Mereka juga datang tanpa pemain naturalisasi asal Amerika Serikat, Preston Ricardo Ratliffe, yang cedera. Ratliffe adalah aktor utama yang menggilas Indonesia pada Asian Games dengan 30 poin dan 19 rebound.
Absennya Ratliffe ini menjadi kesempatan terbaik timnas untuk mengejar kehebatan Korsel. Mantan pelatih timnas Asian Games, Fictor Roring, mengatakan, Ratliffe merupakan pemain paling berbahaya. Indonesia kalah jauh saat itu karena tidak ada pemain yang mampu mengimbangi kekuatan center setinggi 1,99 meter tersebut.
Ito, sapaan Fictor, menceritakan, timnas bisa mengimbangi Korsel saat Ratliffe berhasil dimatikan. Sebulan sebelum Asian Games, timnas sempat bertemu Korsel dalam turnamen persahabatan William Jones. Saat itu, Prastawa dan rekan-rekan hanya kalah tipis 86-92 pada babak perpanjangan waktu setelah pada waktu normal imbang, 79-79.
”Saat itu, kita pakai pemain asing, Kore White, yang rencananya mau dinaturalisasi juga. Kore bisa mengimbangi kekuatan dan tinggi Ratliffe. Terbukti kita bisa mengimbangi Korsel,” ucap Ito.
Persiapan matang
Timnas sudah siap menghadapai laga kualifikasi Piala Asia. Pelatnas berlangsung hampir setahun, sejak pelatnas SEA Games Manila dan berlanjut hingga kini. Mereka juga mengikuti kompetisi Liga Bola Basket Indonesia (IBL) bersama tim lokal sejak Januari 2020.

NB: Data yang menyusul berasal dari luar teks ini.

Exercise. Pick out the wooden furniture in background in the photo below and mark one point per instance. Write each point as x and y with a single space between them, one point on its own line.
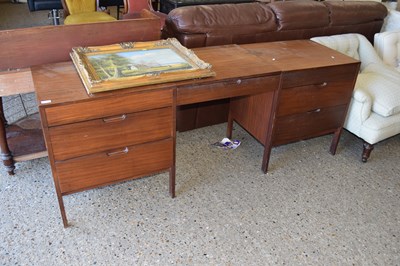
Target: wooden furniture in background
22 48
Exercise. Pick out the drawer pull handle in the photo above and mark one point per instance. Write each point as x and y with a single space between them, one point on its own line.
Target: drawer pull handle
114 119
315 111
124 151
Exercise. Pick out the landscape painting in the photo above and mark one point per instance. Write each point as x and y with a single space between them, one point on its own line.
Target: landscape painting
137 64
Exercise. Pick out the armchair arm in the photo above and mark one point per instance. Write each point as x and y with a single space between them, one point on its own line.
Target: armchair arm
361 104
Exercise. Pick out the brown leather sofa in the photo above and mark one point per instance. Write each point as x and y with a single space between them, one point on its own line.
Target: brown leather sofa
199 26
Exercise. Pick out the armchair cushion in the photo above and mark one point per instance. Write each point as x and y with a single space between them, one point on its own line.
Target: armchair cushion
383 90
387 45
374 111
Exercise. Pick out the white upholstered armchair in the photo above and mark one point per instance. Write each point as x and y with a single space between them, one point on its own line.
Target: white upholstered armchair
387 45
374 112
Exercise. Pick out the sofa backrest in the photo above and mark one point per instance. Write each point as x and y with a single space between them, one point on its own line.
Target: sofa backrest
197 26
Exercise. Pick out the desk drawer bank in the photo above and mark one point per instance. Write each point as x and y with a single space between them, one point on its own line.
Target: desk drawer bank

Pelatih Pelita Jaya Ocky Tamtelahitu yang pernah berhadapan dengan timnas mengucapkan, pemain-pemain nasional sangat potensial. Meskipun timnas kalah dari Pelita Jaya, hal itu dinilai wajar.
”Mungkin tidak dalam performa terbaik. Terbukti rekor mereka sepanjang IBL kan bagus, 8 menang 2 kalah. Menurut saya, ini adalah timnas terbaik yang pernah ada. Skill dan teknik mereka luar biasa. Belum lagi usia pemain masih muda-muda,” kata Ocky.
Kecepatan dan agresivitas pemain timnas terlihat menonjol di IBL. Kombinasi permainan cepat guard Prastawa dan Abraham Damar Grahita sering merepotkan tim lain. Apalagi, keduanya memiliki tembakan tiga angka yang sangat baik.
Duet ini sudah menjanjikan sejak dipasangkan pada SEA Games. Kecepatan transisi permainan ini yang akan menjadi obat timnas yang kalah dalam urusan tinggi badan pemain.
Indonesia sangat membutuhkan kemenangan di kandang untuk lolos ke putaran final Piala Asia. FIBA mensyaratkan timnas minimal meraih peringkat ke-10 pada Piala Asia jika ingin lolos langsung ke Piala Dunia 2023 saat Indonesia menjadi tuan rumah.